ラフマダンティ博士:「drive-AMSは、施設レベル、特に病院における抗菌薬適正使用(AMS)を強化するために設計された体系的なアプローチです。昨年まで、私たちはdrive-AMSチームと協力してインドネシアの10の病院を監視し、実施された介入と達成された成果を詳細に説明する経験を共有するよう依頼しました。これらの結果は、すでに38の追加病院に配布されています。」“

インドネシアにおけるAMRの状況を改善するために、今後どのようなステップを踏むことを期待しますか?
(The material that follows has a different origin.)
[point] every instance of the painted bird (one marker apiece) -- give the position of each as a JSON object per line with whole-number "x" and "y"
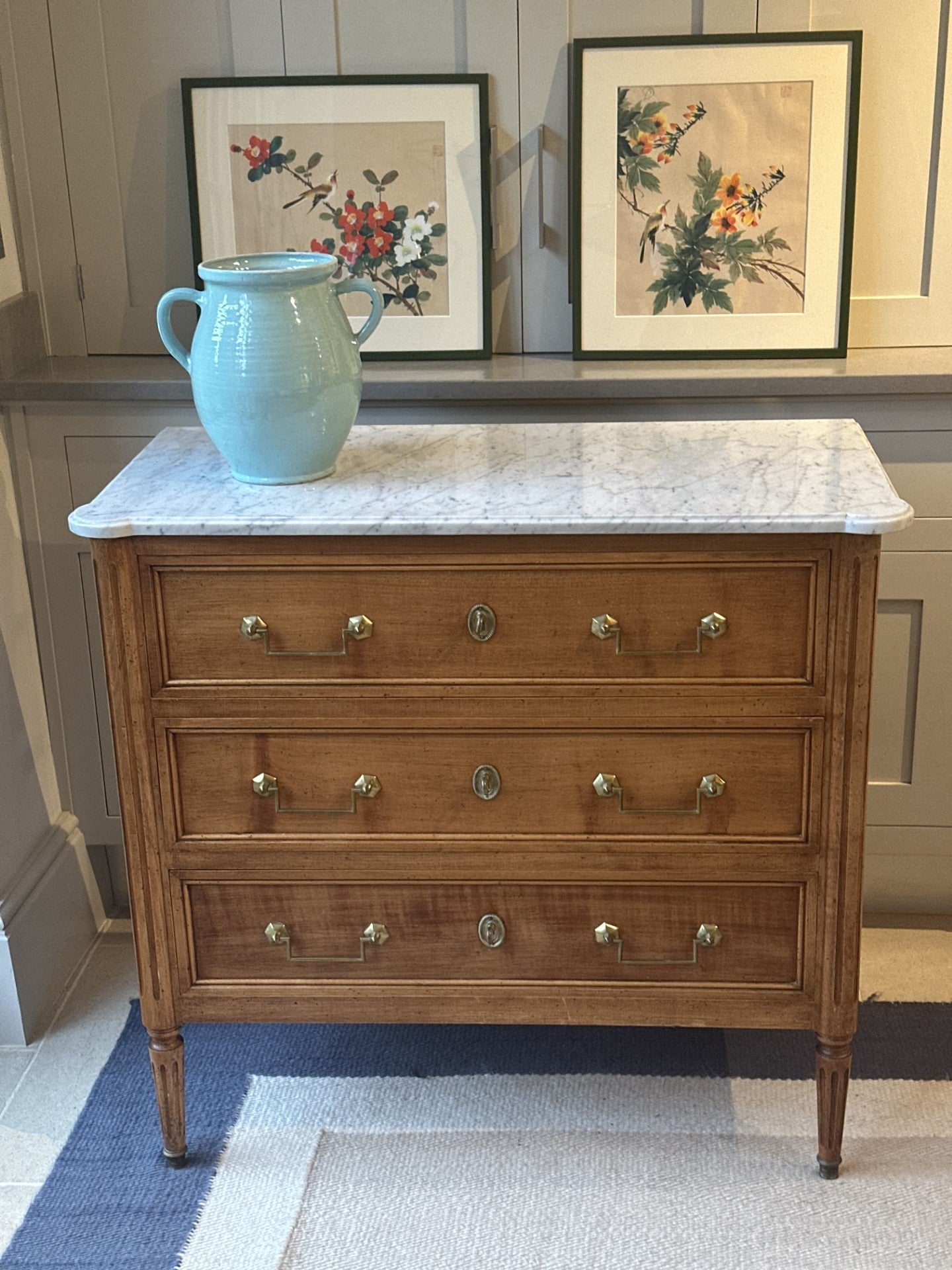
{"x": 651, "y": 226}
{"x": 319, "y": 193}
ラフマダティ博士:「これは非常に重要な質問です。私の見解では、感染予防・管理(IPC)と薬剤耐性(AMR)の両方に同時に取り組むことが不可欠です。単に抗生物質の使用を減らすだけでは不十分であり、抵抗性は依然として代替メカニズムを通じて発生する可能性があります。優先事項の一つは、IPCの強化です。今年、各州の少なくとも3つの病院に対して、病院レベルでのIPCの理解と実施を改善するための的を絞った能力構築を提供する予定であり、2028年まで継続します。並行して、今年度は州立病院、来年度は郡病院に対してAMRプログラムに関する技術支援も提供します。」“

“もう一つ重要な焦点は、診断管理です。培養・感受性検査を実施できる病院は限られているため、公的・私的検査機関の能力をマッピングし、病院と検査機関間の紹介モデルを開発して、診断検査へのアクセスを改善する計画です。また、保健省の報告システムを通じてサーベイランスを強化し、薬剤耐性データ、抗菌薬使用データ(DDDデータ、Gyssens分析、PPS)を監視し、病院がAMRプログラムをどのように実施しているかを評価し続けます。さらに、医療施設における薬剤耐性菌アウトブレイクに対応するプログラムを計画しており、WHOおよびオランダ保健省の支援を受けて、本年度中にドライブAMSトレーニングの別のバッチを組織したいと考えています。”

Global-PPSコミュニティの皆さんに、他に何かご意見やフィードバック、アドバイスはありますか?

ラフマダンティ博士:当国の国家開発計画における指標の一つは、病院での経験的抗生物質の使用に関するものです。この指標は、臨床医が病院の臨床ガイドラインに沿って経験的抗生物質を投与することへの遵守状況を評価します。これは、臨床医の遵守状況や医師間の抗生物質選択のばらつきに左右されるため、課題となります。Global-PPSにおいても、この遵守状況はデータ結果に現れています。昨年、私たちはPPSデータを用いていくつかの病院を評価し、彼らが既に持っている情報を活用することで、追加のデータ収集を回避できるようにしました。.